Since moving to Paris, I have had the feeling that I am meant to be here and I have to have faith that the necessary things will happen in order for me to stay. As I wait for dual citizenship with Latvia, through my late-father, I have to figure out how to legally work here. I could go the Student Visa route, which I might end up doing, but I have my eyes on a bigger, brighter star: the Skills and Talents Visa.
I have spent the last few weeks pulling together the paperwork necessary and, as I go through my daily chores of calling for police clearances, finding a notaire, getting my fingerprints to send back to the U.S.A., and working on a proposal for a project, I am constantly worried about all the what ifs. “What if they say NO!” I guess I have to look at like, “Well, what if they say no? You do something else!”

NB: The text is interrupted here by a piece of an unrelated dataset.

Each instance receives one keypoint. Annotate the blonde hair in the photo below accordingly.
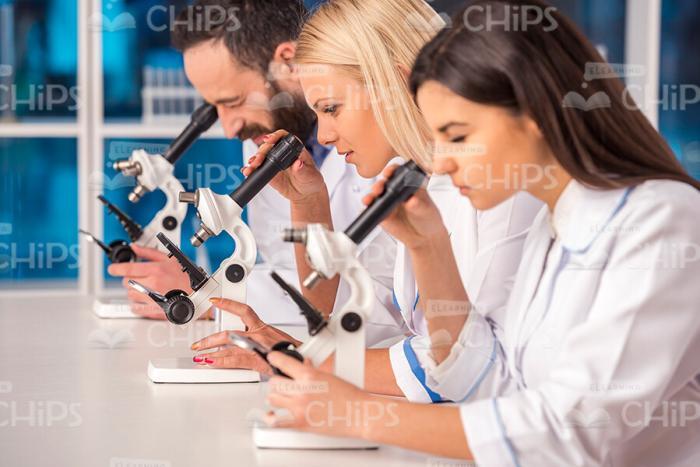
(376, 42)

I tell myself constantly that I have to stop this nonsense, because I believe I’m meant to be here. I have to have faith that I am in the right place. “If you build it, they will come.” And like Ray Kinsella, you just have to have the balls to build a baseball field in the middle of your cornfield. Perhaps Paris is my cornfield. And when you completely rearrange your life, you have to have faith that you are doing the right thing and that everything (and everyone) that is supposed to be a part of your life will remain (or appear.) Since the moment I stepped onto French soil and moved into my first apartment, I have known that I made the right decision. I would look out over Paris and go “Damn!” I still do. Every day.